Although highly speculative at this point, parasites may also be considered as a potential selective pressure, which have acted on the formation of a multi-poly(A) site in the F9 3’UTR of all Old World monkeys. As malaria tropica caused by Plasmodium falciparum, which is endemic in West Africa until today, can induce disseminated intravascular coagulation (DIC), a modifying mechanism such as alternative polyadenylation as described above could have a beneficial effect on the survival of this disease and therefore led to the formation of a multiPAS. Assuming that the protective multiPAS has formed as a consequence of selective pressure, we aimed to investigate the effect of the PAS1 mutation shortly after insertion of the Alu Sx element into the F9 3’UTR. For this purpose, we have rejuvenated the A-stretch of the Alu Sx element by reverting all A>T mutations. Transfection of this construct (F9_PAS1mut_def.multiPAS) resulted in a complete loss of F9 mRNA expression (Fig 4F, Lane 4), indicative of the lethal effect of this mutation shortly after Alu Sx invasion, when no multiPAS was present. This again would support the above-mentioned hypothesis of a moderately impaired PAS1 prior to the multiPAS formation. Of course, the mutational bias in the homopolymeric A-stretch of the Alu Sx could also be explained by founder effects on populations passing through a genetic bottleneck. However, given the explanations above this seems unlikely.

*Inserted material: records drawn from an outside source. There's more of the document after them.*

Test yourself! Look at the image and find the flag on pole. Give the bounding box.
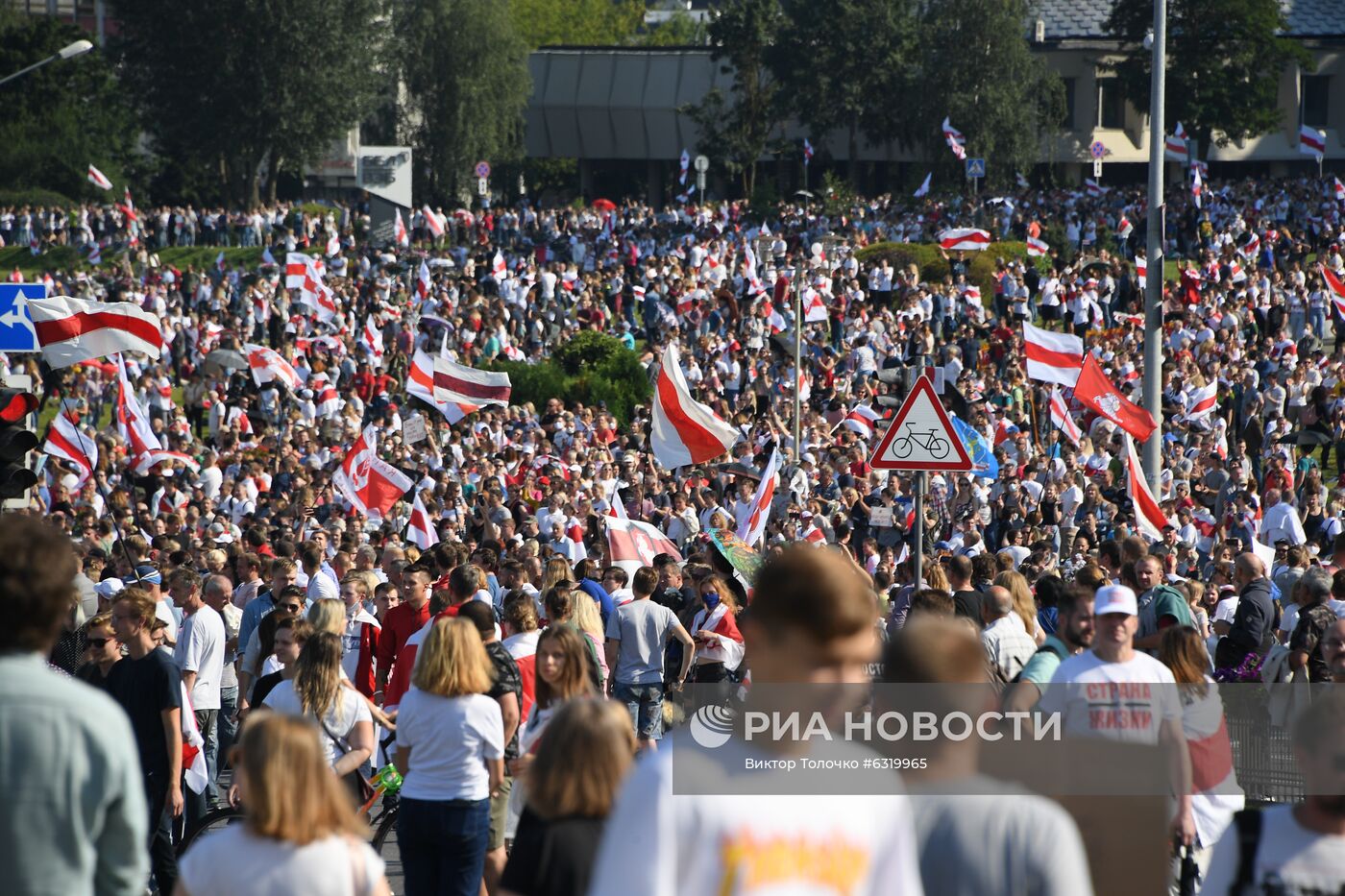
[28,296,164,369]
[1022,320,1084,386]
[651,343,743,470]
[88,164,111,190]
[1126,432,1171,541]
[1070,353,1158,441]
[406,491,438,550]
[1050,386,1084,448]
[739,449,780,546]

To investigate the effect of the PAS1 mutation prior to Alu Sx invasion, we have generated a minigene deficient of it (F9_PASmut_dAlu). Our hypothesis that PAS2 functionality can be reconstituted upon spatial approximation of DSE2 via Alu Sx removal, proved to be correct, as a relative F9 mRNA expression level of approximately 70% was determined (Fig 4E, Lane 4). This result together with the finding that Alu deletion without PAS1-mutation leads to the utilization of both PAS1 and PAS2 (Fig 3) substantiates our model of PAS2 inactivation upon Alu Sx invasion. This poly(A) site constellation, however, precisely reflects the genomic situation of the bushbaby (Fig 4A), which constitutes the last primate without the Alu Sx element in the F9 3’UTR. In addition, both PAS1 and PAS2 appear to be conserved in afrotheria and carniformia species. Still, we were surprised that a perfect surgical removal of the Alu and thereby sending this genomic locus 38 mya back in time, reactivates PAS2 being silent and prone to mutations for such a long time.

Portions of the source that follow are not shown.